We stopped going to the playground with Maggie in tow after an incident where Lily ended up with a bloody lip. When Maggie was really little, she refused to go in the stroller so I had to bring her everywhere in the carrier. One day while at the playground, I had Maggie in the Ergo when Lily started running away to a sidewalk that leads directly to a busy road. She is fast. She wouldn’t come back and get in the stroller, and because Maggie was in the carrier and Lily was kicking, I couldn’t pick her up. She had fallen (sort of) off a swing earlier so her bottom lip was puffed up (she was swinging on her stomach and fell off face-first. Me: “Sweetie, do you want to go home?” Lily: “No, I want to do it again!”). I grabbed her while she was in mid-run, and she fell…right on her puffed up lip. It started bleeding and it was this whole horrendous experience of (thankfully few) other playground-goers watching as I dragged a bleeding toddler to the stroller. I learned a few things from this: 1) Always follow Lily with the stroller. Getting her into it is much easier when it’s not on the other side of the playground. 2) Don’t go anywhere alone with both kids. Ever.

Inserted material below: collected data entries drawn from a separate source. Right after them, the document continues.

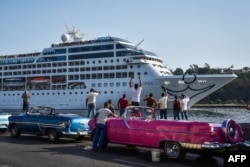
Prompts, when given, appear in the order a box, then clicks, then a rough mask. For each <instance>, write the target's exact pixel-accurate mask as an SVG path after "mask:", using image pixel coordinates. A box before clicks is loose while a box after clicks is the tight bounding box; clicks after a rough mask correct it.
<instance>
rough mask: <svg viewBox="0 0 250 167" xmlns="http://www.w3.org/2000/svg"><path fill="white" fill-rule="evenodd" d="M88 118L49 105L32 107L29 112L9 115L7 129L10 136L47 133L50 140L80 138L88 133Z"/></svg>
mask: <svg viewBox="0 0 250 167" xmlns="http://www.w3.org/2000/svg"><path fill="white" fill-rule="evenodd" d="M88 122H89V118H84V117H82V116H79V115H77V114H60V113H56V112H55V109H53V108H50V107H43V106H39V107H32V108H31V109H30V112H29V113H27V114H26V113H25V114H20V115H15V116H10V117H9V129H10V134H11V136H12V137H14V138H16V137H19V136H20V134H21V133H23V134H35V135H39V136H42V135H47V136H48V139H49V140H50V141H52V142H54V141H58V140H59V138H60V137H71V138H75V139H77V140H82V139H83V138H84V137H85V136H86V135H89V134H90V130H89V126H88Z"/></svg>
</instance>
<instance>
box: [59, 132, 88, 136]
mask: <svg viewBox="0 0 250 167" xmlns="http://www.w3.org/2000/svg"><path fill="white" fill-rule="evenodd" d="M62 134H63V135H67V136H86V135H89V134H90V133H89V132H88V131H82V132H66V131H63V132H62Z"/></svg>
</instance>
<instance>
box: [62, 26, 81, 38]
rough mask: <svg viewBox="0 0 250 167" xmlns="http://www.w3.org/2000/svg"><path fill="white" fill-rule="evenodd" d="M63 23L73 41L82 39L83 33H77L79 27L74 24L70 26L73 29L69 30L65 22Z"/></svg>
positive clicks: (68, 27)
mask: <svg viewBox="0 0 250 167" xmlns="http://www.w3.org/2000/svg"><path fill="white" fill-rule="evenodd" d="M64 25H65V27H66V29H67V34H68V35H70V36H71V37H72V38H73V40H74V42H80V41H83V40H84V39H83V37H84V34H79V29H78V28H77V27H76V26H72V27H73V29H72V30H70V28H69V27H68V26H67V25H66V24H64Z"/></svg>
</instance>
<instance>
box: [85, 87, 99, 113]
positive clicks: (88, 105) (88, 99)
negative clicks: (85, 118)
mask: <svg viewBox="0 0 250 167" xmlns="http://www.w3.org/2000/svg"><path fill="white" fill-rule="evenodd" d="M99 94H100V92H98V91H96V90H94V89H93V88H91V89H90V92H89V94H88V95H87V98H86V107H87V108H88V118H94V115H95V112H96V96H98V95H99Z"/></svg>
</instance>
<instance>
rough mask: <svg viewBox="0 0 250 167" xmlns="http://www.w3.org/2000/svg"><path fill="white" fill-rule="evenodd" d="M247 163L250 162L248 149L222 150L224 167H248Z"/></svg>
mask: <svg viewBox="0 0 250 167" xmlns="http://www.w3.org/2000/svg"><path fill="white" fill-rule="evenodd" d="M247 164H248V165H247ZM249 164H250V151H225V152H224V167H248V166H249Z"/></svg>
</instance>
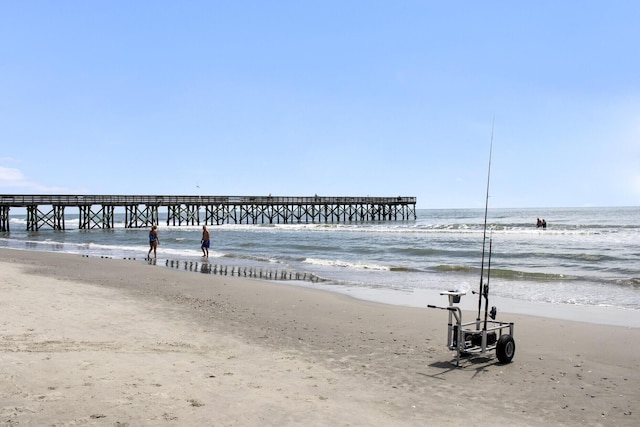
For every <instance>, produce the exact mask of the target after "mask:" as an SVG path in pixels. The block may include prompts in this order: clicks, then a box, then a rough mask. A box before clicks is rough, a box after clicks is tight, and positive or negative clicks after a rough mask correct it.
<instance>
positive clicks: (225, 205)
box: [0, 194, 416, 231]
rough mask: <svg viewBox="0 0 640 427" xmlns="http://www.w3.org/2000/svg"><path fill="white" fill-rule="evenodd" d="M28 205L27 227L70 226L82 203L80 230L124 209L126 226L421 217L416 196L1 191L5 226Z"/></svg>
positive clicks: (362, 221) (384, 218)
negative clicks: (157, 194)
mask: <svg viewBox="0 0 640 427" xmlns="http://www.w3.org/2000/svg"><path fill="white" fill-rule="evenodd" d="M12 207H14V208H26V210H27V218H26V220H27V230H29V231H36V230H40V229H41V228H50V229H54V230H65V210H66V209H68V208H78V215H79V216H78V227H79V228H80V229H92V228H113V227H114V224H115V220H114V216H115V210H116V208H124V215H125V222H124V226H125V227H126V228H143V227H150V226H151V225H153V224H159V223H160V221H161V220H162V221H163V222H166V224H167V225H175V226H180V225H221V224H292V223H341V222H343V223H349V222H367V221H407V220H415V219H416V198H415V197H402V196H398V197H322V196H312V197H281V196H111V195H19V194H3V195H0V231H9V211H10V208H12Z"/></svg>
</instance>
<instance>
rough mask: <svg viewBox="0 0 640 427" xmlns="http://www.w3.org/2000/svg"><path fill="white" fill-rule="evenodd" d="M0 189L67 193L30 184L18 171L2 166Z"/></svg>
mask: <svg viewBox="0 0 640 427" xmlns="http://www.w3.org/2000/svg"><path fill="white" fill-rule="evenodd" d="M0 188H4V189H11V190H14V191H22V192H39V193H53V192H60V193H66V192H68V191H69V190H68V189H65V188H63V187H55V186H48V185H42V184H38V183H36V182H31V181H29V180H28V179H27V178H26V177H25V176H24V174H23V173H22V172H21V171H20V170H19V169H16V168H7V167H4V166H0Z"/></svg>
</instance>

We spent a lot of time at home after this, so I knew I had to look for some activity ideas. I headed for Pinterest because, duh. I found some great ideas, and a lot of blog posts that had links to websites or blogs full of ideas for kids activities. These kept us entertained all summer. Let me say that the activities we did didn’t end up looking as nice as they did on these sites, or going exactly as they were planned. We did a lot of adapting, and a lot of rinsing off in our blow-up whale pool (which I already miss Lily’s mispronunciation of: “My humpback whale cool.”). One of my favorites was Paint Splat Art.
Is it only me, or does the sight/thought of a mallet make everyone else shudder thanks to The Shining?
This is a great outdoor activity to do on a hot summer day. You’ll definitely need to hose off or head into a pool or other body of water right after because it is messy.
- Long paper (Melissa and Doug’s Easel Paper Roll)
- Washable paint (Crayola Washable Kid’s Paint)
- Cotton rounds
- Rubber mallet
- Something to hold down the sides of the paper (bricks, flower pots, rocks, etc.)
- Dollop globs of paint a few inches apart all over the paper, and cover each with a cotton round.
- Wallop each cotton round with the mallet, and watch the paint splatters fly!
This activity is definitely intended for kids who are a little older than Lily was (almost 3). They need to be big enough to actually be able to control the mallet if you want to get anything worth sending to Grandma. However, Lily had a blast doing this. She smooshed the cotton rounds all over the place, and for some reason was really interested in putting them in the flower pots. As you can see, she also covered her entire body in paint. I showed her how to walk through the paint, and then make footprints all over the driveway. We had a really dry summer, so I was reminded of this activity every time I went by her colorful footprints.
I tried to make our summer activities about what I would have wanted to do. It can be really tempting to guide little ones through an activity with an end goal of something pretty. But even if you don’t follow the rules, these activities are great sensory experiences and help them to explore their creativity. Lily loved layering on the squishy paint, and watching each different color footprint appear. The cotton rounds are a texture kids aren’t often exposed to, and she experimented with covering them with paint, sliding them around, and sticking dirt to them. I didn’t push her too much to try to perfect her aim with the mallet, because it was so heavy and she was more interested in touching everything with her hands. This would be a great way to work on targeting aim with older kids though.
I really look forward to doing this activity again when the weather gets warmer, and to seeing how Lily decides to experiment with another year under her belt!